Years later another friend told me that I must see “Pulp Fiction”; she emphasized the not-to-be-missed ending. So, for the first and only time, I paid money to see a Tarantino film (at this point I was familiar with his name). Early on, with the murders of the terrified young drug dealers, I was alienated. This scene was effective, but I find psychological torture as repugnant as physical torture. Also, I wondered why, with all the shooting going on, somebody in the apartment building didn’t call the police. Clearly, by taking cruelty seriously and demanding logic, I was in the wrong movie theater. As I sat through one bizarre, grimy episode after another, I felt the same excruciating boredom I experienced when watching “The Devil Is a Woman” (this constitutes the final similarity between OC and NC). Still, I stuck around so that I could see that terrific ending. It turned out to involve a very, very long speech by the killer/philosopher. When, I wondered, when would he please stop talking, when would the contents of the mysteriously glowing briefcase finally be revealed? Of course, the answer to the latter question is Never. I called my friend and told her that the briefcase wasn’t opened because it was as empty as Tarantino’s head. She said that I “didn’t get it.”
I saw “Jackie Brown” on TV, in an edited version (which was fine with me). I liked it, mostly because of the performance by Pam Grier (who doesn’t beat up or shoot anybody). Tarantino did a competent job of telling a story.
I checked “Inglourious Basterds” out at the library. I knew what to expect, but I wanted to keep up with the current cultural life of our country. I turned it off after the bashing in of a man’s head with a baseball bat. This time I felt depressed — is this what we’ve come to?
Recently I took a college class on changing gender roles as depicted in films (that’s where I was introduced to Sontag’s essay).

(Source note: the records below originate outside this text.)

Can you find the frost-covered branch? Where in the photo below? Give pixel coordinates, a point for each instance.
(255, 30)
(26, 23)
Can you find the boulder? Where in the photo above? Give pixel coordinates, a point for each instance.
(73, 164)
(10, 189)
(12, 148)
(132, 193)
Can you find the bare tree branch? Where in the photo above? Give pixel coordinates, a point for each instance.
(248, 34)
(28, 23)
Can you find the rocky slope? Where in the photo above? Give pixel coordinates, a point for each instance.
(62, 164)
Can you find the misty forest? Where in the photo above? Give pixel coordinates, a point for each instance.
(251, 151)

I didn’t attend the screening of “Kill Bill,” but on the following day the professor showed the spiked ball and chain scene that I described; a scene where our heroine goes to a cackling, white-bearded Japanese martial arts expert to learn to be a killing machine; and the scene where she disposes of Bill with her “five-point-palm-exploding-heart” technique.
As I sat in that classroom filled with young people it occurred to me that this was Camp, as defined by Sontag. But a new Camp, one for our sorry times.